In an extraordinary case of a jury room dispute spilling into public view, a Suffolk Superior Court jury was dismissed yesterday after a male juror was accused of sexually harassing several women on the panel during lengthy deliberations in a 2004 murder case.
The judge, while expressing skepticism over the harassment allegations, said he nonetheless had no choice but to declare a mistrial.
The jury foreman sent a note to Superior Court Judge Patrick Brady on Wednesday saying that 11 of the 12 jurors were ready to convict Quincy Butler and William Wood for torturing and killing Betsy Tripp in her Dorchester home.
The five-page note, which was acted on yesterday, said the lone holdout was adamant in his view that prosecutors failed to prove their case. The note added that the holdout was also making women jurors - eight were deliber ating - uncomfortable.
"The women jurors feel sexually harassed (multiple times) by this juror," wrote foreman Thomas G. Kelly of Boston. "And at least one feels unsafe, afraid."
In a telephone interview last night, the juror accused of sexual harassment insisted the allegation surfaced only because he was resolutely opposed to convicting the two men.
He said he did show a woman juror a suggestive cartoon he had on his cellphone, but said the woman did not object at the time.

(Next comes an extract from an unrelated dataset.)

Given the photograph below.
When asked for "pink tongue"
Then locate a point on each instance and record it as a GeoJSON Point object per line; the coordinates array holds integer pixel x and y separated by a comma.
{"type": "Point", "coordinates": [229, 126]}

"I never harassed anyone. We were fine up to the point where I would not give them what they wanted. I needed a little bit more than what the prosecution gave me," he said.
"I probably think they [the defendants] are guilty, but I'm going on the instruction on what the judge said: The benefit of the doubt goes to the defendant."
Suffolk Assistant District Attorney Patrick M. Haggan urged Brady to question jurors individually about the harassment allegations - an idea defense attorneys Larry Tipton and Michael Bourbeau strongly opposed.
Brady rejected the suggestion and instead reached out to a ranking state judge for advice.
"I am afraid it's part of the jury system," Brady said from the bench, addressing the accusation of inappropriate behavior. "Occasionally we will get idiosyncratic, unusual, odd, and maybe irrational jurors."
But in a written ruling, Brady disclosed his belief that the complaints of sexual harassment were fabricated.
He said the jury had sent him several notes during their deliberations, and it was only the last one that made any reference to sexual harassment.
"I treat the situation where 11 jurors for conviction would like to remove the stubborn holdout from deliberations," Brady wrote.
Prosecutors asked Supreme Judicial Court Justice Margot Botsford to overturn the ruling, but she sided with Brady, saying he was in the best position to interpret the jury's actions.
As a result, when jurors once again said they could not reach a unanimous verdict, Brady declared a mistrial and sent the jurors home.
The original jury deliberated for four days before one juror was dismissed for health reasons. An alternate joined the jury April 9 and deliberations resumed.
In telephone interviews, the foreman and two jurors declined to discuss the sexual harassment allegations. Kelly, the foreman, said an incident took place earlier this week, but would not provide any details.
"It was not a severe situation," he said of the alleged incident between the male juror and at least one woman panelist. "It was an incident that was brief."
A second juror, who asked that her name not be published, said she was heartbroken that relatives of Tripp will now have to wait months longer for a verdict and justice for the slain 49-year old victim.
Tripp was targeted after her boyfriend, Morris Thompson, was allegedly attacked by Butler and Wood, who were allegedly seeking money for drugs.
Thompson was shot in the eye and testified in the trial.
"Most of us all feel very badly that we weren't able to offer the verdict," said the second juror, who spent 10 days deliberating. "I hope they get the justice that they deserve."
Butler, 34, and Wood, 33, are both charged with first-degree murder among other charges and have pleaded not guilty. Brady plans to retry the case June 9.